Decision-making Competency as a Predictor of Task Accomplishment at Work

Evidence of the predictive validity has showed that lower decision-competence is related to greater risk-taking and potentially maladaptive behaviors. If decision-making competence reflects the tendency to approach decisions from a perspective that stresses quality of the decision process rather than solely focusing on immediate outcomes, one might expect that greater decision-making competence also will be associated with lower incidence of behaviors that may bear adverse long-term consequences. For instance, being reflective and gathering enough information before making decisions, relying on sense of self-determination when critically evaluating options and being mindful in relation to choice consequences, all these skills should be able to address toward long-term outcomes. Such components have been selected by Miller and Byrnes as fundaments of the DMCy conceptualization which relies on the "self-regulation model of decision-making" in which a self-regulated decision maker is an individual who sets adaptive targets and takes proper measures to achieve such tasks.

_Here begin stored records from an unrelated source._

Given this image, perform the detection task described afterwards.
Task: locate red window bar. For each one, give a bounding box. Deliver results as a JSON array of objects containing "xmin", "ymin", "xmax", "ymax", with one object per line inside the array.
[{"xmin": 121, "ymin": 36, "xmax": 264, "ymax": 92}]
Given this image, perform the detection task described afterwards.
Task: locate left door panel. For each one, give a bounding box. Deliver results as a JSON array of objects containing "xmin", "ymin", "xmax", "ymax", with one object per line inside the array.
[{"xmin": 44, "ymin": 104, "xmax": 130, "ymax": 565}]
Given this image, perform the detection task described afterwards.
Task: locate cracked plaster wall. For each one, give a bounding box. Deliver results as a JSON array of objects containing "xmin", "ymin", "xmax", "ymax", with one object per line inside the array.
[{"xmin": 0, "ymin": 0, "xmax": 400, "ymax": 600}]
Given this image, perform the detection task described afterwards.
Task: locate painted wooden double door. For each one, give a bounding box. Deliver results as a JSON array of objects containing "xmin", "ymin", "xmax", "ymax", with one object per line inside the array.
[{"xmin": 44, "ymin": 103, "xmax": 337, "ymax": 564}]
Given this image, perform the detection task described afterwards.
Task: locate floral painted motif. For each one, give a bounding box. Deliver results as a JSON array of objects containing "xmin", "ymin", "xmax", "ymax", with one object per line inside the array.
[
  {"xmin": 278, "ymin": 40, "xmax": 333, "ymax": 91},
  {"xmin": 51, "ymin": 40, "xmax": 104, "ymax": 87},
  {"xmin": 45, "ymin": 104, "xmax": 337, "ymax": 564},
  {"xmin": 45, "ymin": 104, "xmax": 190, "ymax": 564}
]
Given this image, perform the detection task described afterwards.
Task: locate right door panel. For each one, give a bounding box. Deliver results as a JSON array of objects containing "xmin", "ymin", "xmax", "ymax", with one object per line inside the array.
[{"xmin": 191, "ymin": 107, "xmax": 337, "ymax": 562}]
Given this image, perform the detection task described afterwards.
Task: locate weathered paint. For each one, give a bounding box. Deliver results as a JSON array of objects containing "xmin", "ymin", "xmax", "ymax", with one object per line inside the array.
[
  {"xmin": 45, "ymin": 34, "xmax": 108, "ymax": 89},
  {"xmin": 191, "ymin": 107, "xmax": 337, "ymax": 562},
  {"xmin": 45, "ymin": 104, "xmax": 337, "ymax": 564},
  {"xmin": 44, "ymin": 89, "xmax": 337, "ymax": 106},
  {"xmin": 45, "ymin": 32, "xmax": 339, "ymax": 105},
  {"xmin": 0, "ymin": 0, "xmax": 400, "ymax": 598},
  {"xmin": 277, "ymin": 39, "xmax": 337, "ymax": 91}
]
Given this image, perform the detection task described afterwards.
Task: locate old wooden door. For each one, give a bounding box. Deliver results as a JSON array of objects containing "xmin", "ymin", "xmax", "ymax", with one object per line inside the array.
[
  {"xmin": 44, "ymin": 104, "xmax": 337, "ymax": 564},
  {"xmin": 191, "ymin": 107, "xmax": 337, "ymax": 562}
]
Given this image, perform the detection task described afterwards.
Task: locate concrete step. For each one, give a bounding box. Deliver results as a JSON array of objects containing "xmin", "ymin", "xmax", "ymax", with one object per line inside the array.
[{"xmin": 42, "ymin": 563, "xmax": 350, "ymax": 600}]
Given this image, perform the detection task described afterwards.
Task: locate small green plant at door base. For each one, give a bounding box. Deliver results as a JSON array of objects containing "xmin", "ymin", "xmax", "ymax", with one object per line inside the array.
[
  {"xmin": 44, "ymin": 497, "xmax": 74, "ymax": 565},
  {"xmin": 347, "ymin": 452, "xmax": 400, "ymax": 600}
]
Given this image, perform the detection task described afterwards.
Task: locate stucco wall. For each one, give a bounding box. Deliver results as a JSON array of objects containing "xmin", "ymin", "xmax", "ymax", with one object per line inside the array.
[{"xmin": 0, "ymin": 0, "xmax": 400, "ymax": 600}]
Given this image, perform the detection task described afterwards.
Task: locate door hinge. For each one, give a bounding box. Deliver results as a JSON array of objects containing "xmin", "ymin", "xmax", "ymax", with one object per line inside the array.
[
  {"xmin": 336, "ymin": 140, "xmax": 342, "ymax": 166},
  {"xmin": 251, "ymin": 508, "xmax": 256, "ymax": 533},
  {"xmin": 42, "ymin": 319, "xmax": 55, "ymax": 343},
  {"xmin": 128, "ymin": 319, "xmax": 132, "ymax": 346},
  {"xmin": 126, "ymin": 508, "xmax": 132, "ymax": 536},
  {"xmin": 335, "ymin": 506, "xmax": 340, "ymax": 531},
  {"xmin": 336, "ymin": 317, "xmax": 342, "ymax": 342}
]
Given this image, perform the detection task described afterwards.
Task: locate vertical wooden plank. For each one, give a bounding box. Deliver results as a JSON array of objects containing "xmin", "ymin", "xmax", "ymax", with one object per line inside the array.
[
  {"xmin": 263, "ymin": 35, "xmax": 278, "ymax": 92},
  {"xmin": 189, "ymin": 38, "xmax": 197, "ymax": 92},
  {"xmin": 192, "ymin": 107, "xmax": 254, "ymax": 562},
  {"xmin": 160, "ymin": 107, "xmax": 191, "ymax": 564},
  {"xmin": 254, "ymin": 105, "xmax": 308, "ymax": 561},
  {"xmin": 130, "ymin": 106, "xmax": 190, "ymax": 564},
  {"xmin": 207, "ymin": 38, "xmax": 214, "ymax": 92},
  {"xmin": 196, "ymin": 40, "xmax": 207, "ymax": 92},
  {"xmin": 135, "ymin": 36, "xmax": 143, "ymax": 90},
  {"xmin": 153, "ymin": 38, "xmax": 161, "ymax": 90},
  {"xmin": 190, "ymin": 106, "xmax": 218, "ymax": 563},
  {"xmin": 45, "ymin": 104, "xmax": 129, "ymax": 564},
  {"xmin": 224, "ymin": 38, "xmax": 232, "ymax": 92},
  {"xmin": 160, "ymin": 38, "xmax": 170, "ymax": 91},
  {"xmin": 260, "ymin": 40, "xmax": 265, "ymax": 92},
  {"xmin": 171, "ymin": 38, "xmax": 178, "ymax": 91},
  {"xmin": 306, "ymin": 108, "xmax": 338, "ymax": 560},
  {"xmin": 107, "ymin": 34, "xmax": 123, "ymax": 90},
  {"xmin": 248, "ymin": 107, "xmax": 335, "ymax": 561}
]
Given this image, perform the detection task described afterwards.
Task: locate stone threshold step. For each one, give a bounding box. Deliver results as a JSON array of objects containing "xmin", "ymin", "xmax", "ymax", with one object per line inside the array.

In complex environments such as organizations, a competent decision-maker requires a variety of cognitive skills to continuously search for information to improve work performance. This process involves developing, comparing, and mastering choices while at the same time dealing with cognitive limitations, heuristics and biases and individual inclinations that can impair the accomplishment of task targets. In this sense, a higher level of DMCy could represent an explicative antecedent of task accomplishment at work. This is in accordance with the self-regulation theory, where people cannot successfully adapt to the work environment until they develop a sense of control over behavioral processes. These adjustments stimulate the development of strategies to overpower decision-making deficiencies given by harsh work conditions.